“昨夜……末将虽神智混沌,却也听见姑娘在榻上说……清白……要宝石来换。”
霍重渊别开眼,那张万年不化的铁血冷脸上,耳根子竟然红得几乎要滴出水来。
他紧绷着一副严厉的直男面孔,将一只盛满了西域极品红宝石的紫檀木小方盒,顺着屏风缝隙羞涩地递了进来:
“姑娘高风亮节,不想用婚约挟恩图报,看不上末将名下的那些粗俗彩礼……”
姜远乔:蛤???谁看不上彩礼了?我那是大帅高帽戴得太快,我没来得及改口啊!
还没等她反驳,她的目光就死死黏在了那只递进来的紫檀木盒子上。
那可是西域血红宝石啊!
核桃大小,水头极足,这一小盒如果在长安东市折现,高低能换两百两白金,买下终南山半个山头都绰绰有余!
战神大将长长地吸了一口气,仿佛在宣读什么铁血军令,一字一顿道:
“这盒红宝石你先拿着,算是头一笔定金。从今日起,本将的战利赏赐,按照彩礼标准,皆会如数折现送过来,绝不让姑娘平白受了损失。”
正窝在行军床上翻白眼的娇娇,听到这句话,到嘴的痛骂生生卡在了喉咙里。
她的小心脏狠狠地蹦跳了两下,内心的阴云瞬间被金钱的光芒吞噬得一干二净。
这古板男人……倒是个说到做到的正人君子,算他有良心。
她强压下内心想要仰天大笑的狂喜,刺溜一下从床上爬起来,做出一副极其勉强的模样,小心翼翼地把盒子抱进怀里。

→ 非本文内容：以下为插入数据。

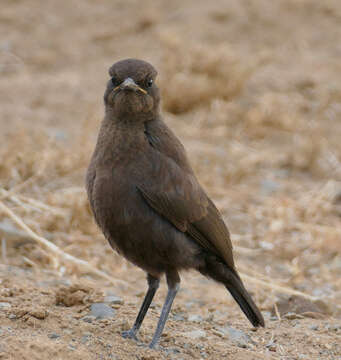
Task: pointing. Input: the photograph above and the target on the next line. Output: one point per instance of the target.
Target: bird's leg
(153, 284)
(173, 281)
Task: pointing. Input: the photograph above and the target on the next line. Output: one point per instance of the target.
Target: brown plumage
(147, 201)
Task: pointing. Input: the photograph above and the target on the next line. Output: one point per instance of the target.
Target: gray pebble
(5, 306)
(88, 318)
(196, 334)
(112, 299)
(195, 318)
(240, 338)
(101, 311)
(178, 317)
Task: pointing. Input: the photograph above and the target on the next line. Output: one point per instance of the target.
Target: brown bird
(147, 201)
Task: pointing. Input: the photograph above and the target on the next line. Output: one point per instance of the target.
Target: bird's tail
(229, 277)
(244, 300)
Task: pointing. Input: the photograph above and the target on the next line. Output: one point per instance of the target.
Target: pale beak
(130, 84)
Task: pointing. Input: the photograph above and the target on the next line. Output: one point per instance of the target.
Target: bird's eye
(115, 81)
(149, 82)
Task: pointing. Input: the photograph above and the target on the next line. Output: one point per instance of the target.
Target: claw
(130, 334)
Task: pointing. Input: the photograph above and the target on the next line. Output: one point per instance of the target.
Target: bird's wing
(181, 200)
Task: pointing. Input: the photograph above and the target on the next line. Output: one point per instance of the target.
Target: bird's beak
(130, 84)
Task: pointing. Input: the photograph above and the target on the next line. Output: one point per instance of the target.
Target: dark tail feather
(244, 300)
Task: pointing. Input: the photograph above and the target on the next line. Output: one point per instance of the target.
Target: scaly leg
(153, 284)
(173, 281)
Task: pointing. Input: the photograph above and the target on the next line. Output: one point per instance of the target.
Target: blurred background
(252, 88)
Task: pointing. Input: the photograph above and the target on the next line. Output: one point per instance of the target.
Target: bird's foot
(130, 334)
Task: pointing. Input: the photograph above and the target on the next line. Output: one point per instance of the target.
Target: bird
(146, 199)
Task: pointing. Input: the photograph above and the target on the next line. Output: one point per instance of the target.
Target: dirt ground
(253, 89)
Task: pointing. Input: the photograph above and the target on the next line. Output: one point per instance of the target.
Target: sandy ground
(253, 89)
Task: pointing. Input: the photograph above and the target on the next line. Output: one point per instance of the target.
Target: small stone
(293, 316)
(38, 313)
(101, 311)
(237, 336)
(178, 317)
(88, 318)
(271, 346)
(196, 334)
(5, 306)
(195, 318)
(112, 299)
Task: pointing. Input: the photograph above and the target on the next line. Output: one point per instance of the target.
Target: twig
(33, 202)
(283, 289)
(57, 251)
(246, 251)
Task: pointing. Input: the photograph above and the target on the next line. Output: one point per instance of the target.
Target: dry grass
(270, 158)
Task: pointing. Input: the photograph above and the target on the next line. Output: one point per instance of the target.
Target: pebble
(240, 338)
(5, 306)
(293, 316)
(196, 334)
(101, 311)
(195, 318)
(112, 299)
(178, 317)
(88, 318)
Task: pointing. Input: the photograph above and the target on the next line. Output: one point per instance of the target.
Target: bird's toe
(130, 334)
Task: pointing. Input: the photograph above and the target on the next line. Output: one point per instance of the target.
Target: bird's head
(131, 92)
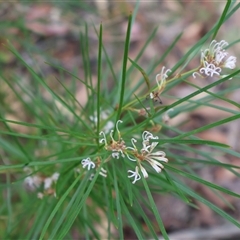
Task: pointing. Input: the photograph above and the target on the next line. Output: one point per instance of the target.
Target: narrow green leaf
(222, 19)
(124, 67)
(192, 141)
(142, 72)
(99, 81)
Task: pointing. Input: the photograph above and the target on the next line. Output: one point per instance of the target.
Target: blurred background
(53, 33)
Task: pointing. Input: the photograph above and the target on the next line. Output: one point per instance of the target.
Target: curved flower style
(213, 59)
(88, 163)
(161, 83)
(146, 154)
(116, 147)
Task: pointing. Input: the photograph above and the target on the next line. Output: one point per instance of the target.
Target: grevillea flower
(117, 147)
(147, 153)
(161, 83)
(88, 163)
(214, 58)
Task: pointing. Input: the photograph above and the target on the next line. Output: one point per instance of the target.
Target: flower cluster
(214, 58)
(89, 164)
(147, 153)
(118, 148)
(33, 182)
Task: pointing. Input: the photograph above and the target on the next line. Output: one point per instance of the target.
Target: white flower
(230, 62)
(33, 182)
(146, 154)
(55, 176)
(103, 172)
(88, 163)
(115, 146)
(210, 69)
(146, 136)
(213, 59)
(162, 76)
(135, 174)
(155, 158)
(40, 195)
(47, 183)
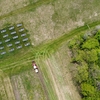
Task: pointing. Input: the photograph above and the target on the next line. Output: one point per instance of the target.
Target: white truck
(35, 67)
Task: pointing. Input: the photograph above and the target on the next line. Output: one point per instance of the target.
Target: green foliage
(87, 55)
(87, 90)
(97, 36)
(91, 56)
(82, 75)
(90, 44)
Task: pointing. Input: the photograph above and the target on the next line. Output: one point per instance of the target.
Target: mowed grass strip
(42, 49)
(47, 79)
(26, 8)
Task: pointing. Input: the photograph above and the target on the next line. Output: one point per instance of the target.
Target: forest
(85, 53)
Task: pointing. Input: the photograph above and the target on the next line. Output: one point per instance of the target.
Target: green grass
(10, 36)
(42, 49)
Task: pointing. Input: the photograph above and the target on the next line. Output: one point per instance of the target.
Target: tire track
(42, 83)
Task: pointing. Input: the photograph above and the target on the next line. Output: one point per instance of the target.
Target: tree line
(85, 51)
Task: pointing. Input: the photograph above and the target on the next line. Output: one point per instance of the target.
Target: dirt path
(43, 85)
(15, 89)
(60, 97)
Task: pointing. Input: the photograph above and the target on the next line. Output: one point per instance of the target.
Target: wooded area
(85, 51)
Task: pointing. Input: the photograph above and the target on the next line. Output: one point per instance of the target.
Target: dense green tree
(90, 44)
(91, 56)
(87, 90)
(82, 74)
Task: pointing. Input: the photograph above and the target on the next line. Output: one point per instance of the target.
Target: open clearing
(48, 23)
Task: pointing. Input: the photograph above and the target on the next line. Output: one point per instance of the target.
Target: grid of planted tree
(13, 38)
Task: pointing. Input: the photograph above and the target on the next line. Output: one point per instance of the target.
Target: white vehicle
(2, 31)
(15, 37)
(35, 67)
(5, 36)
(19, 47)
(1, 48)
(36, 70)
(22, 35)
(27, 44)
(17, 42)
(13, 32)
(3, 53)
(9, 45)
(0, 42)
(22, 29)
(25, 39)
(11, 28)
(7, 40)
(18, 25)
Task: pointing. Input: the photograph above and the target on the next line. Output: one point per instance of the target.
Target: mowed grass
(27, 86)
(43, 25)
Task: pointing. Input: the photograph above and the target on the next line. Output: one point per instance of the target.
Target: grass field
(49, 24)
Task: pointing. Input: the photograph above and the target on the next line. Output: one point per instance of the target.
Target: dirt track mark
(43, 85)
(15, 89)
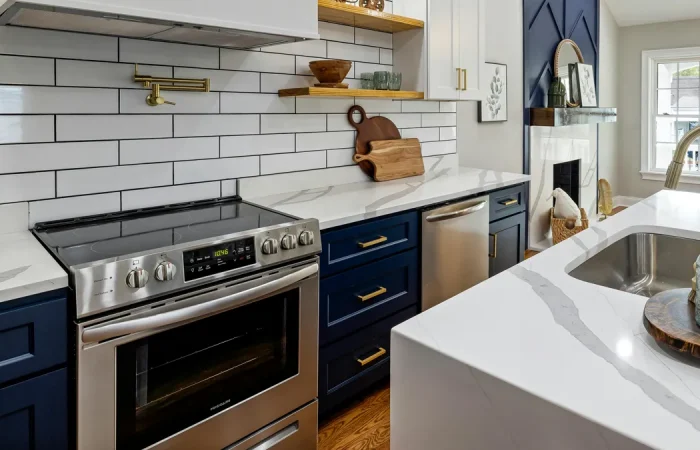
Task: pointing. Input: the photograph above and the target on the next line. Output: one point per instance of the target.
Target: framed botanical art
(495, 107)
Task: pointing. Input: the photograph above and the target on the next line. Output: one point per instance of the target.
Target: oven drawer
(32, 338)
(358, 244)
(356, 298)
(507, 202)
(356, 362)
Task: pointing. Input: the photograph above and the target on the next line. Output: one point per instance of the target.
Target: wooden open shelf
(563, 117)
(356, 16)
(334, 92)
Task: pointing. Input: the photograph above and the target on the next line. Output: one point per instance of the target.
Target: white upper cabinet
(225, 23)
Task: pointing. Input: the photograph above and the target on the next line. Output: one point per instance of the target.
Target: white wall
(633, 41)
(497, 146)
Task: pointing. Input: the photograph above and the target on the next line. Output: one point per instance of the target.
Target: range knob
(289, 241)
(165, 271)
(270, 246)
(137, 278)
(306, 238)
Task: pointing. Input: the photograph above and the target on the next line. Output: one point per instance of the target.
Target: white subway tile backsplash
(440, 120)
(109, 179)
(54, 156)
(216, 125)
(19, 70)
(107, 127)
(373, 38)
(146, 198)
(324, 141)
(223, 80)
(56, 44)
(27, 186)
(256, 61)
(104, 74)
(304, 48)
(66, 208)
(352, 52)
(216, 169)
(57, 100)
(161, 150)
(335, 32)
(169, 54)
(256, 103)
(314, 105)
(264, 144)
(17, 129)
(134, 102)
(292, 123)
(292, 162)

霍将军既然这么有诚意,那这笔‘工伤分期付款’,我就先收下了。
屏风外,躺回大榻上的霍重渊听着里面的动静,闭了闭眼,自责之下却是一片口干舌燥的悸动。
事实上,昨夜的记忆在他脑海里残留得一清二楚。
他不仅清晰地记得那药性如火山爆发时,自己是怎样蛮横地撕碎她的衣衫、将那截软玉温香生生掐碎在怀里,更记得身下娇软得一折就断的人,是如何红着眼眶、黏腻求饶地迎合着他每一次蛮横的冲撞。
那绝艳失神的桃花眼、哭得泣不成声的娇喘,乃至她颤抖着攀附着他宽阔肩膀时留下的道道指痕,此时都像带着滚烫的烙印,在他骨血里疯狂地横冲直撞。
他虽然嘴上不说,但想到昨夜她在他身下被迫绽放出的妖娆与依恋,内心就砰砰乱跳,唇齿间仿佛还残留着昨夜那股清甜的草药香,脑海里又是她方才见钱眼开、双眼亮晶晶的娇俏模样。
想到这里,战神大将不自觉地死死拽紧了被角。